7 Bu sebepten gördüğümüz, işittiğimiz ve tecrübe ettiğimiz şeyler hakkında konuşmaktan vazgeçemeyiz ve vazgeçmeyeceğiz de. (Res. İşl. 4:20) Yehova’nın muzaffer krallığı hakkında kuvvetli imanımızı dudaklarımızla ikrar etmek için içten arzu duyuyoruz ve bu “iyi haber”in nimetlerini herkesle samimiyetle paylaşmak istiyoruz. Sadık resulün yaptığı gibi ricamız şudur: “Tanrı ile barışın.” (II. Kor. 5:20) Bunda kararlıyız, yani Yehova Tanrı’nın krallığının iyi haberini şeyler sisteminin sonuna kadar alenen ikrar etmeğe devam edeceğiz. (Mat. 24:14; Mat. 28:19, 20) Bunu yaptığımız takdirde İsa’nın daima bizimle beraber olacağına inanıyoruz. Kendisinin dediği gibi: “Kim beni insanlar önünde ikrar ederse, ben de onu göklerde olan Babamın önünde ikrar ederim. Fakat kim beni insanlar önünde inkâr ederse, ben de onu göklerde olan Babamın önünde inkâr ederim.”—Mat. 10:32, 33.

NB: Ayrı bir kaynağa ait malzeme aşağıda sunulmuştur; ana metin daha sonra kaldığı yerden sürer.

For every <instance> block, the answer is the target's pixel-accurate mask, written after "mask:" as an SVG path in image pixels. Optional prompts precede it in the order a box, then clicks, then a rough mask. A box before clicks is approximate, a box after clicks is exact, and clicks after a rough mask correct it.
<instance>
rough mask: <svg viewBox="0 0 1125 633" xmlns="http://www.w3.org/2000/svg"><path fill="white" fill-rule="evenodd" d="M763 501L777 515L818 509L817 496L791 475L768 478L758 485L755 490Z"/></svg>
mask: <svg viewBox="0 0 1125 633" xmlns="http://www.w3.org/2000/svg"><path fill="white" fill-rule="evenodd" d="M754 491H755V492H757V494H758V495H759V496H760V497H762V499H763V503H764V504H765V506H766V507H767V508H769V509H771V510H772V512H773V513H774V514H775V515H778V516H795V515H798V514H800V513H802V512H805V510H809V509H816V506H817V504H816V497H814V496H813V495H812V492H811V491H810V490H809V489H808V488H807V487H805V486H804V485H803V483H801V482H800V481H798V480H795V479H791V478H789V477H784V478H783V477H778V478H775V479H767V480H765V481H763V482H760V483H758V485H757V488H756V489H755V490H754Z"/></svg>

8 İsa’nın resulü Yuhanna şunları demişti: “Dünyanyı yenmiş olan galebe budur, yani imanımızdır.” (I. Yuh. 5:4) İmanımız, insana ve onun planlarına bağlanan bir iman değildir, fakat Yehova Tanrı’ya, İsa Mesih ile ilgili fevkalade maksadına olan imandır. İmanımızın muzaffer olacağına tam bir güvenimiz var. İmanımız sağlam bir temele dayanır, bu yüzden başarısızlığa, hayal kırıklığına uğramayacak, fakat ümitlerimizi gerçekleştirecektir, “çünkü kitap diyor: Ona her iman eden utandırılmayacaktır.”—Rom. 10:11.
9 Bundan dolayı bu andan Tanrı’nın hükmünün infazının ani gelişine kadar kalan kısa zamanı, her günkü hayatımızdan faal olan canlı bir iman izhar ederek fevkalâde şekilde kullanma imtiyazımız var. Bu kalan kısa zamanın, Tanrı’nın, kendi ismini taşıyan kavmini desteklediğini gösteren delillerle dolu olacağını güvenle bekliyoruz. Bu sebepten günlük hayatımızda karşılaştığımız herkese bu “iyi haberi”, yani Tanrı’nın krallığının iyi haberini bildireceğiz.”
10 Herhalde sen de, “Muzaffer İman” kongresinde bulunduysan, buna “evet” dedin. Fakat bulunmadıysan, hayatını Yehova’ya vakfettiğin için, şimdi bunu okuduktan sonra yüreğinde “evet” diyeceksin. Acaba daha sonra devamlı olarak buna göre hareket edecek misin? Bunu yaparsan, ne mutlu sana!